Overtaking? No, taking over as Ecclestone and Briatore plan QPR swoop

EXCLUSIVE: By MATT LAWTON

Formula One boss Bernie Ecclestone is set to buy Queens Park Rangers,
Sportsmail can reveal.

Ecclestone, worth £2.25billion and the 20th richest man in Britain,
has linked up with Renault F1 chief Flavio Briatore to acquire the
west London club from Gianni Paladini.

The three men are understood to have shaken hands on the deal within
the last fortnight.
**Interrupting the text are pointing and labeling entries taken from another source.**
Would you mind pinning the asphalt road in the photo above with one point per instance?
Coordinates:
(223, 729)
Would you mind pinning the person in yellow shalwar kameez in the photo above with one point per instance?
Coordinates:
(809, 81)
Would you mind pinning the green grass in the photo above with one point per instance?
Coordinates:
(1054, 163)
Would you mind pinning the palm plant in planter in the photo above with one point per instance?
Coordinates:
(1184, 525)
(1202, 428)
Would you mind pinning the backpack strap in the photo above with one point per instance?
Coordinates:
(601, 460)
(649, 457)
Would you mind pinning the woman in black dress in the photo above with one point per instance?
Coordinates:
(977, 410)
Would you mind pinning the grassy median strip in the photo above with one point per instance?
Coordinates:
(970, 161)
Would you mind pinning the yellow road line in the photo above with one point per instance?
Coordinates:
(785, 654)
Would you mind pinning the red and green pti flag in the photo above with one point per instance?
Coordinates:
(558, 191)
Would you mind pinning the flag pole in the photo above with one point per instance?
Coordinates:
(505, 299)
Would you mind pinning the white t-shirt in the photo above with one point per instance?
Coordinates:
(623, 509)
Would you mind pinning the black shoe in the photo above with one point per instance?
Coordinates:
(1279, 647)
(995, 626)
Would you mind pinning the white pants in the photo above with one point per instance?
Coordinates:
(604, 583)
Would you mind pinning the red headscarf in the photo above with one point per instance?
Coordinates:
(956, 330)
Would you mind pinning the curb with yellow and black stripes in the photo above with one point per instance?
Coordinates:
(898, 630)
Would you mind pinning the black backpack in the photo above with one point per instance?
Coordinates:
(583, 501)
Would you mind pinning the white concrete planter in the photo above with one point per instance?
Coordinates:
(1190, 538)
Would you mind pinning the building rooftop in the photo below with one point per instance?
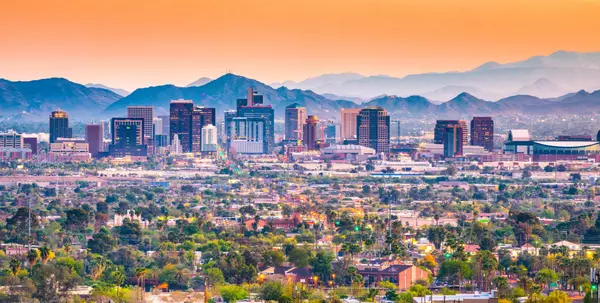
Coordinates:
(519, 135)
(566, 144)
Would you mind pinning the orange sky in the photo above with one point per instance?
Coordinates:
(129, 44)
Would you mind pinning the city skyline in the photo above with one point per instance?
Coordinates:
(130, 45)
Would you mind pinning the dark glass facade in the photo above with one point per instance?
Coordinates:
(201, 116)
(482, 132)
(440, 130)
(181, 123)
(59, 126)
(373, 129)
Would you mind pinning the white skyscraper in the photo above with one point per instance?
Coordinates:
(247, 135)
(158, 126)
(209, 138)
(176, 146)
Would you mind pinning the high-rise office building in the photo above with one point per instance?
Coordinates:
(482, 132)
(254, 109)
(248, 135)
(180, 120)
(228, 116)
(94, 136)
(157, 126)
(453, 142)
(146, 113)
(310, 133)
(373, 129)
(440, 130)
(127, 137)
(252, 99)
(348, 125)
(209, 138)
(59, 126)
(176, 145)
(295, 116)
(201, 117)
(165, 125)
(330, 133)
(31, 143)
(11, 139)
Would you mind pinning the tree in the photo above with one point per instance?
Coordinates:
(271, 291)
(487, 243)
(299, 257)
(321, 265)
(545, 275)
(233, 293)
(46, 254)
(15, 266)
(33, 256)
(558, 296)
(273, 258)
(215, 276)
(451, 170)
(117, 278)
(130, 233)
(102, 242)
(77, 219)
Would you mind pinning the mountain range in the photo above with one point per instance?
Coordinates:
(222, 93)
(562, 71)
(200, 82)
(34, 100)
(119, 91)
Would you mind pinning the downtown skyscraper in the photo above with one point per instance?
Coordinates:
(373, 129)
(254, 109)
(181, 123)
(59, 126)
(440, 130)
(201, 117)
(295, 117)
(482, 132)
(310, 133)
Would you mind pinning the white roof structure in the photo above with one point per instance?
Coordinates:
(348, 149)
(519, 135)
(567, 144)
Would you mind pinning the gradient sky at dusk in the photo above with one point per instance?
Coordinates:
(130, 44)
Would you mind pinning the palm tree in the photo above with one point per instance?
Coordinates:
(98, 266)
(46, 254)
(140, 274)
(118, 278)
(68, 248)
(32, 257)
(15, 266)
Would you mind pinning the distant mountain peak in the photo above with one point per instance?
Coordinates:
(464, 96)
(118, 91)
(201, 81)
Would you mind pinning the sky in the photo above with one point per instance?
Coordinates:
(139, 43)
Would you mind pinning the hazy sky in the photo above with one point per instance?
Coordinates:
(130, 44)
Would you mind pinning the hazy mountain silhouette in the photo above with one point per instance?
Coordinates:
(570, 71)
(118, 91)
(36, 99)
(200, 82)
(222, 93)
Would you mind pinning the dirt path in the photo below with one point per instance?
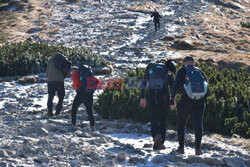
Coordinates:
(214, 33)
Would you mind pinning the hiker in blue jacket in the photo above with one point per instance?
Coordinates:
(193, 86)
(159, 77)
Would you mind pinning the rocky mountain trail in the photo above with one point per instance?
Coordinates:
(29, 137)
(123, 33)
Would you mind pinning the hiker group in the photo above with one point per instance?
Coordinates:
(160, 84)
Paladini has been looking to sell for around
£30million but has told friends he would accept substantially less if
the deal was right.

Under the deal, Paladini would stay on as chairman, running the
Championship club on a day-to-day basis, but Ecclestone and Briatore -
a football-mad Italian - have the financial clout to transform a side
with one of the wealthiest catchment areas in the country. Ecclestone,
who has transformed the fortunes of Formula One with his tough
management style, has no track record in football but was recently
linked to a possible takeover of Arsenal.
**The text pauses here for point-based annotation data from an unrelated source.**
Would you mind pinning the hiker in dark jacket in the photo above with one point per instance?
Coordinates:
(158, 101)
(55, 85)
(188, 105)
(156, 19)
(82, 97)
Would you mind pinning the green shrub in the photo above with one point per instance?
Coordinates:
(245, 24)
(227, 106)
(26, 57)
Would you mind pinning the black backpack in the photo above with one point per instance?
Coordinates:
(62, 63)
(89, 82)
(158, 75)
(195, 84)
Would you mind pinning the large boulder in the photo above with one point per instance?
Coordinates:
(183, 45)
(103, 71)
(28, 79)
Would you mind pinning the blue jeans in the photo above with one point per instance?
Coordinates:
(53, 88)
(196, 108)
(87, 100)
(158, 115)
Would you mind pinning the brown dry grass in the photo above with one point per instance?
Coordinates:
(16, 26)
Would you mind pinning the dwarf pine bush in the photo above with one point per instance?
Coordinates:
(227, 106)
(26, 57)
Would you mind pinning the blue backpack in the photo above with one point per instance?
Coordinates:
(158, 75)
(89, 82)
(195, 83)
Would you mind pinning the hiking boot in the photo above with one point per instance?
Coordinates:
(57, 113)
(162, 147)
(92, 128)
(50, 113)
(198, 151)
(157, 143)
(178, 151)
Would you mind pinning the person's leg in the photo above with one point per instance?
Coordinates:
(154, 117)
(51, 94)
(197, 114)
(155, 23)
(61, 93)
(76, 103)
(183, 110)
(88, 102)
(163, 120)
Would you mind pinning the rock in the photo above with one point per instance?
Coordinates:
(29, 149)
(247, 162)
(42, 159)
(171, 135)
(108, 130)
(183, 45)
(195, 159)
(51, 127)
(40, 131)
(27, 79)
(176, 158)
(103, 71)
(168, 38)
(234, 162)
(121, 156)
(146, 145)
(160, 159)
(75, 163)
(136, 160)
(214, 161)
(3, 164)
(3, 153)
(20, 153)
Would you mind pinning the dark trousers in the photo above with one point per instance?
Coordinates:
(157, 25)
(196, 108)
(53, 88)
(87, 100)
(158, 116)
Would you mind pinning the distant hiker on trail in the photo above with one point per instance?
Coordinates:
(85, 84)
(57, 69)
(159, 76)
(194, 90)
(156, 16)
Last night, Paladini denied that a deal had been completed, saying: "I
wish it was true."

The move is unusual in that it involves a partnership between a
British and a foreign investor and comes on a day when two of English
football's most influential figures warned of the dangers of too much
foreign money coming into the domestic game.
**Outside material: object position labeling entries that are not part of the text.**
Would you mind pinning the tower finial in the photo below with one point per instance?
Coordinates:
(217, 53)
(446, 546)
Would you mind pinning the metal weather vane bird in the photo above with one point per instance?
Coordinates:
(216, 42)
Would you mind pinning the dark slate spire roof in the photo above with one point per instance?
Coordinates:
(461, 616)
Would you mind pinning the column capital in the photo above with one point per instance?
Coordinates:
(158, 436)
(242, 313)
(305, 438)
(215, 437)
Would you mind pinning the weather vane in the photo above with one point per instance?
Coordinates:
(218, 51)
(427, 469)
With Chelsea, Manchester United, Liverpool, Aston Villa, Manchester
City, Fulham, Portsmouth, Sunderland and West Ham all now having
non-English owners, Bolton chairman Phil Gartside voiced fears that
too much foreign investment will damage the Premier League.

He said: "The trouble is that the more foreign owners you get, the
greater the danger of the balance of power changing.

"Football, as it has been regulated for years, could be in danger. If
the foreignowned clubs gain a majority and decide to get together,
they could start to dictate how the league is run.

"Here at Bolton we are still classed as a club that is owned by its
roots, by people who still have a vested interest in making Bolton
successful and not purely for financial gains. That's the way we'd
like it to stay but, in reality, it's a difficult balance to achieve.

"Manchester City fans, for instance, probably aren't going to care
where their transfer funds come from if they see their club signing
players for big fees. 'We are not blind to exploring investment in the
club but we are also mindful of the future ownership and ensuring it
remains in the hands of people who are interested in the well-being of
Bolton.

"We would welcome investment, but it does matter where it comes from.
If the right offer was put on the table, we'd have to look at it
because we are mindful that we are custodians and not just owners. To
date, however, we have had no approaches."

Meanwhile, Sir Jack Hayward yesterday sold Wolves to Steve Morgan for
£10 - writing off the &£60m debt he accrued during his 17-year spell
in charge - and also took a swipe at the new foreign owners in the
Premier League, and Manchester City's Thaksin Shinawatra and West
Ham's Eggert Magnusson in particular.

He said: "I think the way clubs are going into foreign hands is very
bad indeed. That's why I'm so delighted that Steve is English. I
couldn't have sold to a foreigner. I didn't want a Siamese ex-prime
minister here, thank you very much. This is an English club.

"We did have one or two foreigners interested. We had the West Ham
crowd come in for half a day but luckily the sandwiches we served at
lunchtime were even worse than usual and it put them off."